Please prepare your solutions neatly, numbered, and in order; ideally, you’ll write up a final clean copy after completing all problems on scratch paper. Please note that if a prompt includes a question, you’re expected to support answers with reasoning, even if the prompt does not explicitly ask for a justification. Provide your name at the top of your submission, and if you collaborate with other students in the class, please list their names at the top of your submission beneath your own.

  1. Let \((S, \mathcal{S}, P)\) be any probability space. Show that if \(\{E_j\}\) is a partition of \(S\) with \(P(E_j) > 0\), then for any events \(A, B\): \[ P(A\;| B) = \sum_j P(A\;| B \cap E_j) P(E_j\;| B) \]

  2. Sickle-cell disease is an inherited condition that causes pain and damage to organs and muscles. It is recessive: people with two copies of the relevant allele have the disease, but people with only one copy are healthy. That is, if \(A\) is the sickle-cell allele and \(a\) is the neutral allele, people with \(AA\) have the disease, and people with \(Aa\) or \(aa\) do not. Suppose that for some study population the probability that an individual has each combination is as shown below. \[ \begin{align*} P(AA) &= 0.02 \\ P(Aa) &= 0.18 \\ P(aa) &= 0.8 \end{align*} \] Assume that parents reproduce independently of their having any of these genotypes and inherited alleles are selected independently and with equal probability from each parent.

    1. What are the unique combinations of parent genotypes?
    2. For each possible combination from (i), find the probability that a child has sickle-cell disease given parent genotypes.
    3. Find the probability that a child from this population has sickle-cell disease.
  3. Suppose you are analyzing a diagnostic test for a condition that appears in 5% of the population. Let \(T_+, T_-\) denote the events that an individual obtaining a positive or negative test result, respectively, and \(C_+, C_-\) denote the events that an individual is a positive or negative case. Represent the detection rates for each type of case as follows: \[ \begin{align*} P(T_+ \;| C_+) &= a \qquad\text{(true positive rate)}\\ P(T_- \;| C_+) &= 1 - a \qquad\text{(false negative rate)}\\ P(T_+ \;| C_-) &= 1 - b \qquad\text{(false positive rate)}\\ P(T_- \;| C_-) &= b \qquad\text{(true negative rate)} \end{align*} \]

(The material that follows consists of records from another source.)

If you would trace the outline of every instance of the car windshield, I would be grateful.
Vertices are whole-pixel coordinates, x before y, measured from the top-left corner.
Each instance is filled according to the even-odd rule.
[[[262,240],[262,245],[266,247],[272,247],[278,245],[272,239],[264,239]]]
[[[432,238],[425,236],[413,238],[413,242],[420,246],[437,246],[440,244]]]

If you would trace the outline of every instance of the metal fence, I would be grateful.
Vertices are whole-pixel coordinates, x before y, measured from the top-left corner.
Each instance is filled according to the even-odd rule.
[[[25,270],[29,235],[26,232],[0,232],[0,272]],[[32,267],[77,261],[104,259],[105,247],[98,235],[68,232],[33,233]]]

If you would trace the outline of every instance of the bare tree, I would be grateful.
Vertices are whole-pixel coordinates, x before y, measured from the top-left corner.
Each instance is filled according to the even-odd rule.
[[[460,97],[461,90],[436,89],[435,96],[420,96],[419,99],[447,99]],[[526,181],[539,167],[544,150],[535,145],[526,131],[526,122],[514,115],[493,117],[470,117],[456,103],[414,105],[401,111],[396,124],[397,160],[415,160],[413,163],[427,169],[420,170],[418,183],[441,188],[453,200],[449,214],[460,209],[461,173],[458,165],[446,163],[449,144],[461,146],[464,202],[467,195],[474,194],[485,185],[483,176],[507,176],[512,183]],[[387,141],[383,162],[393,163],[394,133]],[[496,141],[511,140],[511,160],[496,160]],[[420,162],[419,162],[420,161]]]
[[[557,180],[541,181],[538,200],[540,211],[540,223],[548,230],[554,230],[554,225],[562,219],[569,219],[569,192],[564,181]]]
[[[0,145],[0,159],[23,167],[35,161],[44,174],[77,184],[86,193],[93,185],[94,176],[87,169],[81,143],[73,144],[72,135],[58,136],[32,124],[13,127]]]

    1. Find the probability that the test correctly diagnoses a randomly chosen individual from the population in terms of \(a, b\).
    2. If the test achieves an overall accuracy of 90% — so \(P(\text{test result is correct}) = \frac{9}{10}\) — and the true positive rate is \(a = \frac{8}{10}\), what is the true negative rate \(b\)?
    3. Find \(P(C_+\;|T_+)\) and \(P(C_- \;| T_-)\) in terms of \(a, b\).
    4. If the true positive rate is \(a = 0.8\), what true negative rate \(b\) produces a test for which \(P(C_+\;| T_+) = 0.9\)?
    5. Under the scenario in (iv), what is \(P(C_-\;| T_-)\)?
    6. Suppose the test is being redesigned to ensure that \(P(C_+ \;|T_+) \geq \frac{9}{10}\). If the best possible true positive rate for the test is \(a = \frac{9}{10}\), what is the maximum false positive rate that achieves the redesign goal?